Read more about and download these Derived Datasets at the HathiTrust page: https://analytics.hathitrust.org/datasets

OAI
You can retrieve bibliographic records for full-view content using The Open Archives Initiative (OAI) Protocol for Metadata Harvesting (OAI-PMH) is a protocol used in libraries and archives for the automated delivery of structured bibliographic metadata. You can use this option to retrieve metadata in MARC21 or unqualified Dublin Core formats. Learn more about OAI-PMH at this page: https://www.openarchives.org/pmh/

Tab-delimited Files 
Metadata describing all works in the HathiTrust collection are available for download as tab-delimited files. These files include some bibliographic metadata as well as data elements unique to the HathiTrust collection. Learn more about what is included in these metadata files: https://www.hathitrust.org/hathifiles_description

Renewal ID file
A tab-delimited file containing US copyright renewal registration numbers in connection with a HathiTrust volume identifier is available. Learn more about what is included in a renewal ID file and download it directly fromhttps://www.hathitrust.org/renewal-data-files

 

HathiTrust also offers several APIs 
Unlike other APIs, HathiTrust APIs do not work like other search APIs where you use a keyword to search across the collection. However, users can use the HathiTrust APIs to query and retrieve data when you have a known identifier. This kind of search strategy can be more direct than a keyword or catalogue search. They offer a Bibliographic API, D

Bibliographic API
Using a variety of common identifiers (e.g., ISBN, LCCN, OCLC, etc.), you can retrieve information about any works associated with those identifiers with brief or full bibliographic records. 

Data API
The Data API allows you to retrieve page images, OCR text for individual pages, and METS metadata. To retrieve the OCR for more than a few volumes, we recommend that you request a dataset. Restrictions apply.

HTRC Data API
The HTRC Data API (provided by the HathiTrust Research Center) let you retrieve the OCR for a limited set of HathiTrust volumes that don’t have any download restrictions. 

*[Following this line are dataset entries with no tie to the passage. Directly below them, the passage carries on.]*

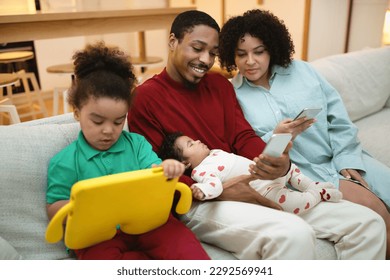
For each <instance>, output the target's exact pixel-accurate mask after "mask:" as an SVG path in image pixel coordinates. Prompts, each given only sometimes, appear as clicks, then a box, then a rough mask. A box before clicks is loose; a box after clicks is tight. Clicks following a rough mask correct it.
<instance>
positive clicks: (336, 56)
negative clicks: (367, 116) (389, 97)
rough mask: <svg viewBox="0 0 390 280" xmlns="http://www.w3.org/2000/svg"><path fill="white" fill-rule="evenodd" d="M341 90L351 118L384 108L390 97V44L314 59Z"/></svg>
mask: <svg viewBox="0 0 390 280" xmlns="http://www.w3.org/2000/svg"><path fill="white" fill-rule="evenodd" d="M311 65H313V67H314V68H315V69H316V70H318V71H319V72H320V73H321V74H322V75H323V76H324V77H325V78H326V79H327V80H328V82H329V83H330V84H331V85H333V86H334V87H335V88H336V89H337V91H338V92H339V93H340V95H341V97H342V99H343V101H344V103H345V107H346V108H347V111H348V114H349V117H350V118H351V120H352V121H355V120H358V119H361V118H363V117H365V116H368V115H370V114H372V113H375V112H377V111H379V110H381V109H382V108H383V107H384V105H385V103H386V101H387V100H388V98H389V96H390V78H389V77H390V67H389V65H390V47H384V48H375V49H366V50H361V51H355V52H350V53H346V54H338V55H333V56H328V57H325V58H321V59H318V60H315V61H313V62H311Z"/></svg>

What can I do with this data?

A variety of algorithmic techniques are pre-programmed for your use. Their documentation page describes all their available algorithms, limitations on using them, and anticipated outcomes.

These are all versions of major, recongnizable text analysis algorithms, written specifically for the HathiTrust infrastructure and run on their servers.

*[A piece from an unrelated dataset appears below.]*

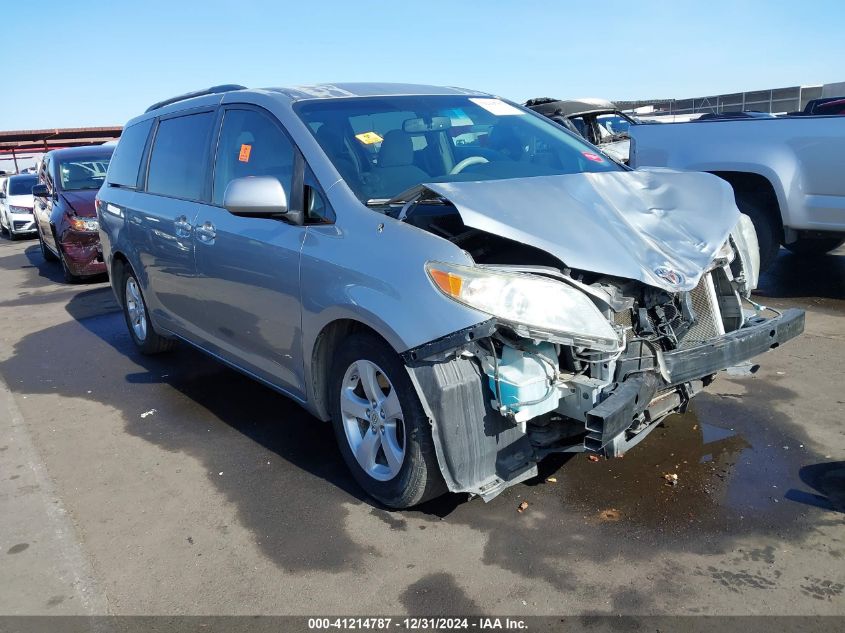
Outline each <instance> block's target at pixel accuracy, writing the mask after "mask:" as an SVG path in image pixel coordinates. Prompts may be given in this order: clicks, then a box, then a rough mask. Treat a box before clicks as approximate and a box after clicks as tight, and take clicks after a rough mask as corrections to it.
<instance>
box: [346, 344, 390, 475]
mask: <svg viewBox="0 0 845 633" xmlns="http://www.w3.org/2000/svg"><path fill="white" fill-rule="evenodd" d="M340 413H341V417H342V420H343V429H344V431H345V434H346V441H347V442H349V447H350V449H352V454H353V455H354V456H355V459H356V460H357V461H358V464H359V465H360V466H361V468H362V469H363V470H364V472H365V473H367V475H369V476H370V477H372V478H373V479H376V480H378V481H389V480H390V479H393V478H394V477H395V476H396V475H397V474H398V473H399V471H400V470H401V468H402V464H403V463H404V461H405V420H404V416H403V413H402V405H401V404H400V402H399V396H398V395H397V393H396V389H394V387H393V384H392V383H391V382H390V379H389V378H388V377H387V375H386V374H385V373H384V371H383V370H382V369H381V368H380V367H379V366H378V365H376V364H375V363H373V362H372V361H368V360H358V361H355V362H354V363H352V364H351V365H350V366H349V368H348V369H347V370H346V373H345V374H344V377H343V382H342V383H341V393H340Z"/></svg>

On the HathiTrust wiki (login required) you can follow specific tutorials for executing each of these algorithms. 

 

I want to do my own coding and run my own analyses. 

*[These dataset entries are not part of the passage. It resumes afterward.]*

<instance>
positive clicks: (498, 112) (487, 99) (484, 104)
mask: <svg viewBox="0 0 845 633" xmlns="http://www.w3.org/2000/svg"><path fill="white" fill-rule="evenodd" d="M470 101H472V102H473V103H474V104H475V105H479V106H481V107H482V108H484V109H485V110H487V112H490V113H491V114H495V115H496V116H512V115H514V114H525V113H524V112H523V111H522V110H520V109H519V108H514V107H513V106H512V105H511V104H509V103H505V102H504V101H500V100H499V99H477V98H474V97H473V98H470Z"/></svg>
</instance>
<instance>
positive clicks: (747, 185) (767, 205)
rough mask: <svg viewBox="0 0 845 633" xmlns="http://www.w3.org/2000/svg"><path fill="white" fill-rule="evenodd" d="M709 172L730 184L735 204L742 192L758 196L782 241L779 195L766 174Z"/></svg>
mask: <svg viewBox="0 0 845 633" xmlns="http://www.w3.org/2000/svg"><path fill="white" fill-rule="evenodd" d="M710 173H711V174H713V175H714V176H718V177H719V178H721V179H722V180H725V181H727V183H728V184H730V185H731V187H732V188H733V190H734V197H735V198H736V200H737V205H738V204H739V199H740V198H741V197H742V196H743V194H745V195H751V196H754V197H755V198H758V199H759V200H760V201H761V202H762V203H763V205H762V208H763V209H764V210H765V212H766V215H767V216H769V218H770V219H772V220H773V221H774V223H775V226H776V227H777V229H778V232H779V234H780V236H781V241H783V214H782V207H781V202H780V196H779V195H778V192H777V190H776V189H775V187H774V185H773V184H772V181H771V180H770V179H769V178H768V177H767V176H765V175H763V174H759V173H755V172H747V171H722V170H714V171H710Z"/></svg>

The Hathi Trust Research Center supports that, too! They offer a Data Capsule service, a secure computing environment for performing researcher-driven text analysis on the HathiTrust corpus. You will need to be able to use either a virtual network computing client or a secure shell to access their Data Capsules. An additional benefit of the Data Capsule service is that users at member institutions (such as Penn State) have the exclusive option to select “Full Corpus Access,” which includes copyrighted items.

Capsules come with Anaconda and R pre-installed, for writing and executing your own scripts in your preferred language.